A contract for your data
A Personal Data Store (‘pod’) is a web server that you can run to store data about yourself. The idea is that web services would store data about you not in their servers but in your pod. The concept has become popular with online privacy advocates because you, as the owner of a pod, have complete control over whether online services have access to your data, and you can view, modify, or delete the data that services have stored in your pod. There are several initiatives to productize pod solutions. Each product has its own set of capabilities, but none of them focus on social media.
I have started the Bring Your Own Data & Algorithms (BYODA) project to target social media. The goal is to stop the surveillance economy and foster competition between social media services by reducing the benefits of the network effect.
The unique feature of the BYODA open-source software is that social media services do not get to store just any data in your pod, but each service must describe all data it stores about you in a data contract. When you sign up for a social media service that supports the BYODA software, you’ll have to accept the data contract offered by the service. The contract is an appendix to the privacy policy of the service.

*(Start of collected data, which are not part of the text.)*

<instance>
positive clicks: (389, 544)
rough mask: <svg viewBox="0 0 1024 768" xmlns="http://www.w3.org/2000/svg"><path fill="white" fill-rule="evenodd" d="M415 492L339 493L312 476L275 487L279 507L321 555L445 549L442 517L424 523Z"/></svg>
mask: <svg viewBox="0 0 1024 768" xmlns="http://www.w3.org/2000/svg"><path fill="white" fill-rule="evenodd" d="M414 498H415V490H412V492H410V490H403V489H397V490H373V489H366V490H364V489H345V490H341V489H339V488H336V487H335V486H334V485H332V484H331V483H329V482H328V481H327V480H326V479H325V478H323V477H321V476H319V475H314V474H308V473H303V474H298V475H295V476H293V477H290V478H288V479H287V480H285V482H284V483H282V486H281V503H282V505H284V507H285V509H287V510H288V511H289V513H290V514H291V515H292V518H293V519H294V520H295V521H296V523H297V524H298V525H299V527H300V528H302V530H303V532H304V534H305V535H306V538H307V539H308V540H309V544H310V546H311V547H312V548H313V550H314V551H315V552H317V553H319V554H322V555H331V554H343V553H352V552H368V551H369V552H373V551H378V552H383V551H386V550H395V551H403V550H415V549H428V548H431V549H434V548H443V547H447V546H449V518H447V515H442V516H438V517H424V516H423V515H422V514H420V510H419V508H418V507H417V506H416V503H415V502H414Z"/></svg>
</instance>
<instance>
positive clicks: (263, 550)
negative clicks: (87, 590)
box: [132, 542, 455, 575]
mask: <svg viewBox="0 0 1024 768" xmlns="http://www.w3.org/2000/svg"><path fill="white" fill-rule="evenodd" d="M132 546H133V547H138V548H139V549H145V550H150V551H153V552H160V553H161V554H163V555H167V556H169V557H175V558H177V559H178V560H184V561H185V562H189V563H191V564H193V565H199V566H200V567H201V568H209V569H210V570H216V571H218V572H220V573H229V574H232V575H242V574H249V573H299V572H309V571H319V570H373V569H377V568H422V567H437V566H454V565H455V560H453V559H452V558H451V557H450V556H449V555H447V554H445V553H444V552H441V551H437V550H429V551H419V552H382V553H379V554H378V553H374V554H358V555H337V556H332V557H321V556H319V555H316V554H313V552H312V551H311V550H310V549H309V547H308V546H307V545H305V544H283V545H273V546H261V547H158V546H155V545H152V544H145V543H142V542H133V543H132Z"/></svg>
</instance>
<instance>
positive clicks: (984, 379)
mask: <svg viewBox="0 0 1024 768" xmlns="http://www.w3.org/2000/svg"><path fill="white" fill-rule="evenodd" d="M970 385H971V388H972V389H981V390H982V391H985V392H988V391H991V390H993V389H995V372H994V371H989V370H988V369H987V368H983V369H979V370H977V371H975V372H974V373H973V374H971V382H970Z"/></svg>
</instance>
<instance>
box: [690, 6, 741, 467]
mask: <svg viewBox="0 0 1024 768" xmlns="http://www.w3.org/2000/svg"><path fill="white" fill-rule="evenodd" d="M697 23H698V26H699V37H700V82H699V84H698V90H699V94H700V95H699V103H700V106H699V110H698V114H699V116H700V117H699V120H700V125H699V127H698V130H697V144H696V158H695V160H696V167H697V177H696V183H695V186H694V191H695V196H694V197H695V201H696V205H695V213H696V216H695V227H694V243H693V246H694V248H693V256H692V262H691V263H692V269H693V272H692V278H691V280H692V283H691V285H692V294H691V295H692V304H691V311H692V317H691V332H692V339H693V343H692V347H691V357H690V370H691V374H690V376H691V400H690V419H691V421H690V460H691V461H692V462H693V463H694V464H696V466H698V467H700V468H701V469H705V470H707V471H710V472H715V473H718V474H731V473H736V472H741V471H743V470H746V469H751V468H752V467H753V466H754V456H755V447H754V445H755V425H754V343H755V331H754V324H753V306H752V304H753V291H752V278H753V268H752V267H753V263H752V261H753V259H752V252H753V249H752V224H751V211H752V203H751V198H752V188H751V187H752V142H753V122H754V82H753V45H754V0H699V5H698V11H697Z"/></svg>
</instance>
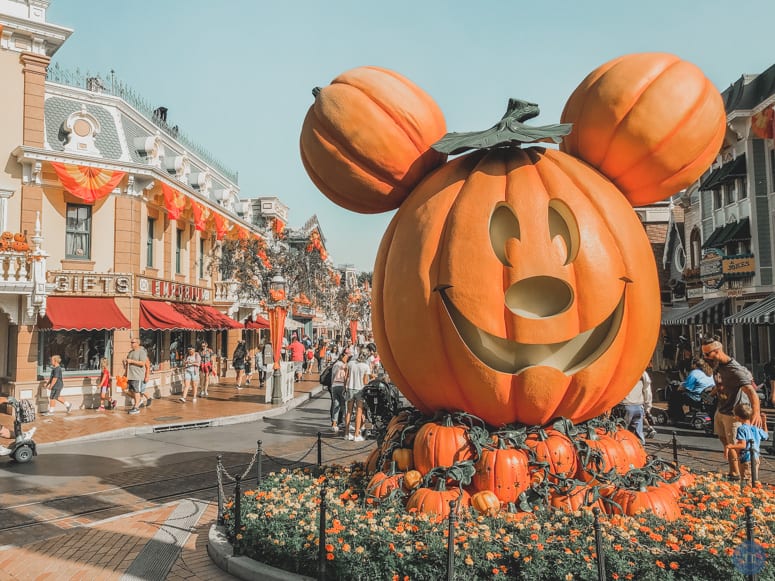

The data contract is a technical specification and must include a detailed semantic description of each data element. This description gives you insight into the data the service stores in your pod. As you start using the service, you can decide what data to keep and what to delete from your pod. The data contract must use standardized data constructs, such as home addresses or what schools you have attended, wherever possible, to make the data easy to interpret and exchangeable with other services.
In the BYODA project, it is not just the social media service that can access the data stored in your pod. The contract can specify that members of the services that are in your social network as friends, family, or colleagues are permitted to query specific data directly from your pod. For example, suppose you and a friend have established a ‘friend’ relationship in a social network. The pod of your friend will store a unique identifier for you. The pod of your friend can then query your pod to find out what, for example, your phone number is. The pod of your friend does not have to store any data about you in their pod, other than this unique identifier. Their pod can request this information from your pod as long as your ‘friend’ relationship remains. This capability also opens up Peer-to-Peer (P2P) scenarios for traversing your social network graph. For example, you could request from your friend’s friends whether they have ‘liked’ a movie.
The data contract uses a standard called ‘JSON Schema’ that the BYODA software can parse. The BYODA software interprets the contract and translates it into a GraphQL API. With this API, services and other pods can use GraphQL technology (developed by Facebook, ironically) to query the data in the pod. The BYODA software adds additional capabilities to JSON Schema to specify detailed access rights to each data element in the pod. The BYODA pod uses these access rights to determine whether a request for data from an online service or the pod of your friend should be granted or rejected. With this conversion from data contract to GraphQL API, the BYODA pod can support many social media services and their data models without requiring software development for the pod.
A social media service can request in the data contract to have read-only access to some of the data that other services have stored data in your pod. This section of the data contract is always optional; you can accept the data contract for a service without granting it access to your data for other services. This capability will make it easier for new social media services to develop a user base and thus better compete with existing social media services. Here are two examples of how a service could use this access:
- A new service can discover people in your existing social network that also have an account in the social network of the new service. The new service can suggest establishing those same links in its social network so you can develop your social network in the new service faster.
- The new service can use your other social network data to recommend content to you, enabling it to enrich your content feed immediately without having to learn your preferences from scratch.
The BYODA network requires any organization that wants to deliver services leveraging the BYODA pod to include several provisions in its privacy policy:
- The service will not store any Personally Identifiable Information (PII) about you, other than the unique identifier, in servers in its data centers. The data contract may specify some PII items that the service will cache in its data center. Caching will allow features like search to work fast. However, the service must purge any data cached in the data center within 24 hours of storing the data in the cache. The data contract must specify the data the service will cache in its data centers.
- The service must specify that it will not share your data with 3rd parties, except for legal requirements or subcontracting specific administrative processes.
- When a service wants to store additional data in your pod, it must publish a new version of its data contract. It must provide you with a period of three months to accept the new service contract. Within these six months, existing features must continue to work as per the now obsolete version of the data contract.
In summary, the concept of the data contract is a valuable addition to the idea of the pod as it gives meaning to the data stored in the pod, enables you to control the access to that data, and enables P2P scenarios. The data contract conversion to the GraphQL API provides a technology stack to access data in the pod that is well known in the web development community and allows the pod to support many different services and their data models without requiring changes to the pod software. Finally, the improved privacy of the data in your pod and the reuse of existing data by new services should increase competition, forcing existing social media networks to focus more on the needs of the people that use their service.